Here’s what it means, and why it’s critical to understanding how artificial intelligence platforms like ChatGPT and Midjourney operate.
What is an AI corpus?
Those who studied Latin in school will immediately know that corpus means “body.” (The modern word for a dead body—“corpse”—is derived from corpus.) Others might recognize the word corpus because of its use in a legal mechanism still in place today: habeas corpus. This phrase literally means “you should have the body” and it ensures that anyone arrested has the right to appear before a judge (thus, the judge “has the body” of the person arrested) to determine if that arrest is lawful.

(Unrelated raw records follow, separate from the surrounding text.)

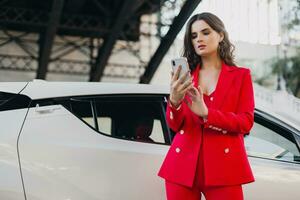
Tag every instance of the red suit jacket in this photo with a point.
(230, 116)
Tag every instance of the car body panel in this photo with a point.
(276, 180)
(11, 183)
(44, 89)
(63, 158)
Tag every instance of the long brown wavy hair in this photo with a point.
(225, 48)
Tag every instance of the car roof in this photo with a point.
(12, 87)
(40, 89)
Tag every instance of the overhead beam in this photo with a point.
(47, 38)
(178, 22)
(127, 10)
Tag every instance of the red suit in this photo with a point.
(221, 135)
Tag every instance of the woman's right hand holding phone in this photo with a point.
(179, 86)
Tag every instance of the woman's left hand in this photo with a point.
(198, 105)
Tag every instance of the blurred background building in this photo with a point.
(134, 40)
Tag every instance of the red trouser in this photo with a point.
(179, 192)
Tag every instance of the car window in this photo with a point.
(132, 118)
(266, 143)
(10, 101)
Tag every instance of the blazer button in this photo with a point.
(171, 115)
(226, 150)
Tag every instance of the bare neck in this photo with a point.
(212, 62)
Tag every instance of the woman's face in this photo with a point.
(205, 40)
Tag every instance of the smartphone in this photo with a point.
(176, 62)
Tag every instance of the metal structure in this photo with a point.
(47, 32)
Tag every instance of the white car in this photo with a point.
(104, 141)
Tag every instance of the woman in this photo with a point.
(210, 113)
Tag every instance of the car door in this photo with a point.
(275, 159)
(13, 110)
(104, 147)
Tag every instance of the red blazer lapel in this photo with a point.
(225, 80)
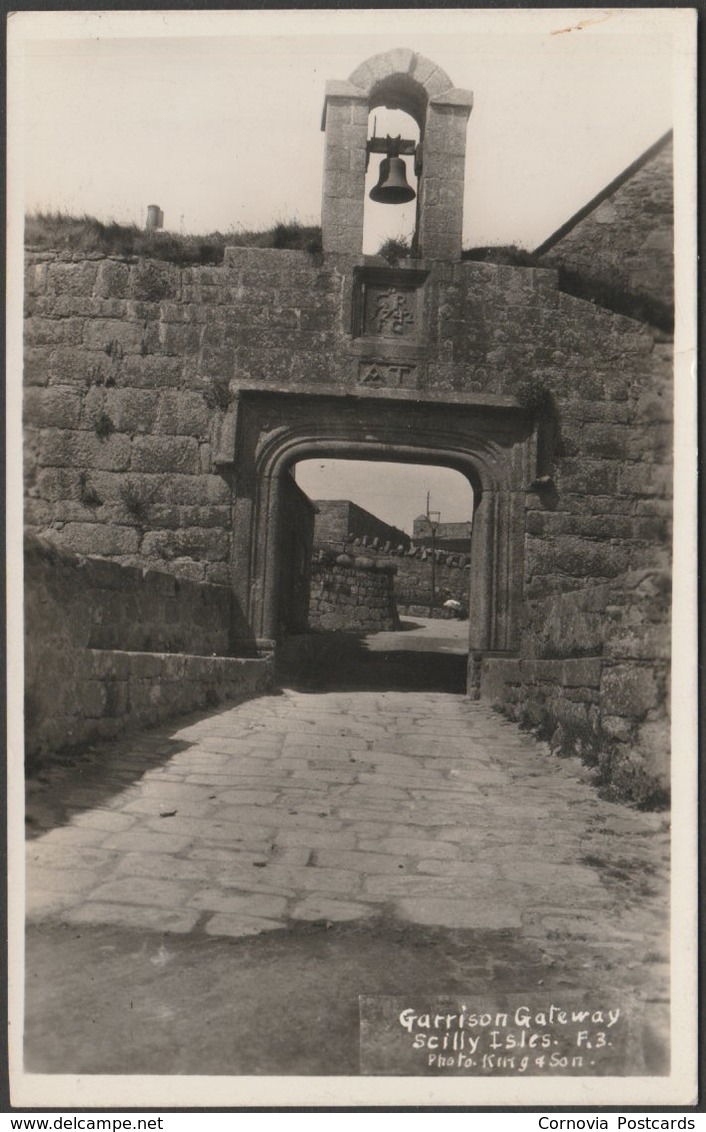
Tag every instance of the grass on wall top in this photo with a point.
(57, 231)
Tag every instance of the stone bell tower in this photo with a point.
(398, 79)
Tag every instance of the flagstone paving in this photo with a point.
(424, 808)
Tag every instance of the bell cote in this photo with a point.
(398, 79)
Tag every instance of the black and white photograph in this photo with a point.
(352, 557)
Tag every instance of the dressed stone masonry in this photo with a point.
(166, 405)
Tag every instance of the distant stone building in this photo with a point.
(337, 521)
(451, 537)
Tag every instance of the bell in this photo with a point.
(392, 187)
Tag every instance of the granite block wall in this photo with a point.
(625, 240)
(352, 593)
(132, 374)
(108, 648)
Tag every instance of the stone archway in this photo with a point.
(490, 444)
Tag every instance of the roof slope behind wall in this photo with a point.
(622, 240)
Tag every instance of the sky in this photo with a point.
(220, 123)
(394, 492)
(215, 117)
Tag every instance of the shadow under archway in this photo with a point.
(354, 661)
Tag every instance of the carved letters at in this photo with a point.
(387, 375)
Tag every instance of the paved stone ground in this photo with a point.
(354, 808)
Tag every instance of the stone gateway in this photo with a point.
(166, 406)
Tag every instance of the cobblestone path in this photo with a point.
(334, 807)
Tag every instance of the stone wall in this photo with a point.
(134, 372)
(412, 575)
(622, 241)
(352, 593)
(599, 684)
(338, 520)
(108, 648)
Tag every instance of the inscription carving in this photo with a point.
(390, 312)
(387, 375)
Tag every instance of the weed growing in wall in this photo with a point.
(137, 499)
(86, 492)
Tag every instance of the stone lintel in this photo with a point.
(463, 400)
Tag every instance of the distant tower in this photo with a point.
(155, 219)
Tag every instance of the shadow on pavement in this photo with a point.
(343, 661)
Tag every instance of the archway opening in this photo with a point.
(390, 226)
(388, 579)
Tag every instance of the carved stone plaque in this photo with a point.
(390, 312)
(388, 305)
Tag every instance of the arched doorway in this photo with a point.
(491, 444)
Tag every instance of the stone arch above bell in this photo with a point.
(399, 79)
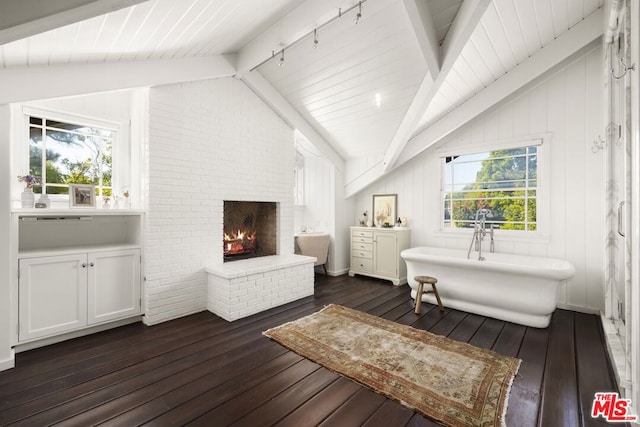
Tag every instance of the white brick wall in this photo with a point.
(265, 282)
(209, 141)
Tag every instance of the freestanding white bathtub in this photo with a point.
(515, 288)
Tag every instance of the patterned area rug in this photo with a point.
(453, 383)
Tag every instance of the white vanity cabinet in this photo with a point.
(375, 252)
(53, 295)
(75, 271)
(113, 288)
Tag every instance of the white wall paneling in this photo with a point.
(6, 353)
(567, 105)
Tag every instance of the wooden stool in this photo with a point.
(421, 281)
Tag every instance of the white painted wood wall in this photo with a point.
(568, 105)
(325, 209)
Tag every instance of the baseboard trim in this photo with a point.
(9, 363)
(336, 273)
(578, 309)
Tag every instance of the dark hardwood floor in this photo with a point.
(201, 370)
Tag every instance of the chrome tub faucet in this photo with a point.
(480, 231)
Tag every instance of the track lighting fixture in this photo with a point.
(316, 42)
(359, 14)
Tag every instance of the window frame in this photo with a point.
(21, 142)
(541, 141)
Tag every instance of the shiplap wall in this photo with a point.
(6, 355)
(568, 106)
(325, 209)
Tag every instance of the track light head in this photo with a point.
(359, 14)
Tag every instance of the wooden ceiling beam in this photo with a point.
(25, 84)
(567, 44)
(425, 31)
(24, 18)
(290, 115)
(461, 29)
(296, 24)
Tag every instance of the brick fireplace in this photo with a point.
(250, 229)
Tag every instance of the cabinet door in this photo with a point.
(385, 257)
(114, 285)
(52, 294)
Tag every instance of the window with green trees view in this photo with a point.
(63, 153)
(503, 181)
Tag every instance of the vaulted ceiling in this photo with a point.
(410, 71)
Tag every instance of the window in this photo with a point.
(70, 151)
(505, 181)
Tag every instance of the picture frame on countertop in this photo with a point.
(82, 196)
(385, 209)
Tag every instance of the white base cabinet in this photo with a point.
(52, 295)
(375, 252)
(113, 290)
(76, 271)
(64, 293)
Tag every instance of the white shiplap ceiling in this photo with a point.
(366, 90)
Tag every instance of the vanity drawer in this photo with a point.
(361, 233)
(361, 264)
(362, 246)
(358, 253)
(358, 239)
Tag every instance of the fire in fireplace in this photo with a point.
(240, 242)
(249, 229)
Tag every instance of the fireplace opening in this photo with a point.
(249, 229)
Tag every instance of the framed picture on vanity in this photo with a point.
(82, 196)
(385, 209)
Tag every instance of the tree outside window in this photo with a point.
(503, 181)
(63, 153)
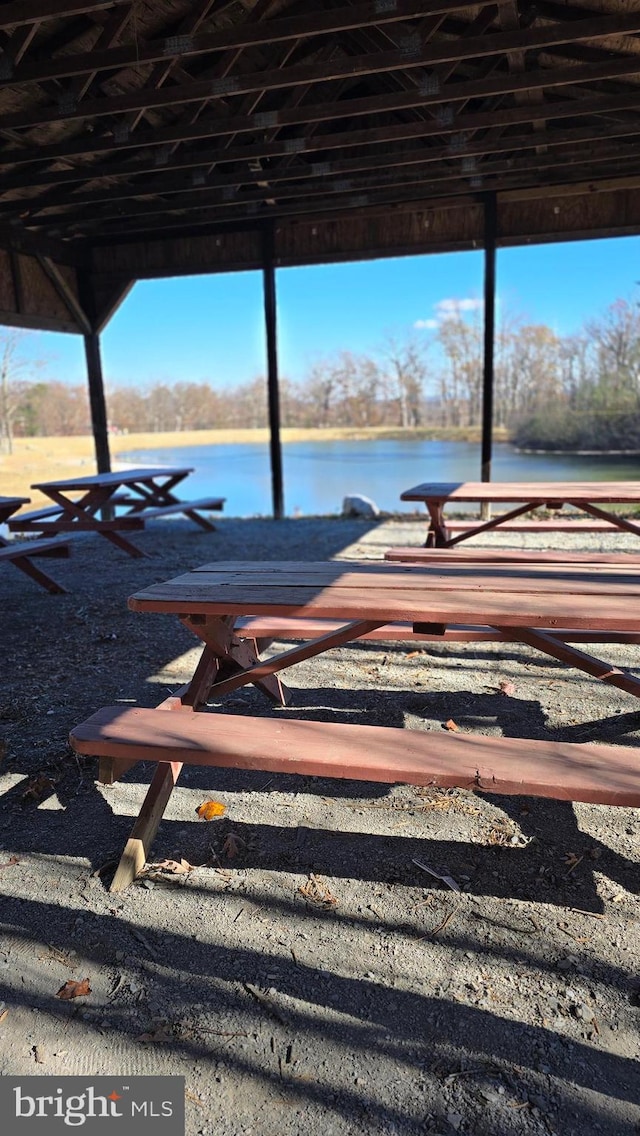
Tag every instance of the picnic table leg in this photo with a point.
(230, 656)
(30, 569)
(167, 773)
(437, 536)
(122, 543)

But when used in the artificial intelligence realm, the term “corpus” doesn’t refer to a physical body at all. Instead, it refers to the metaphorical “body,” or collection, of data that was used to train the AI. This corpus is the material the AI reviews to become intelligent in whatever it was designed for.
Every AI’s corpus will be different, because it is humans who decide what kind of data they want to train an AI on. And the corpus the humans decide to train the AI on will depend on what they want the AI to be proficient in.
Types of corpora
There is no limit to the types of corpora (the plural of corpus) that can exist. What makes up an AI’s corpus simply depends upon what the human creator of the AI intends for it to do.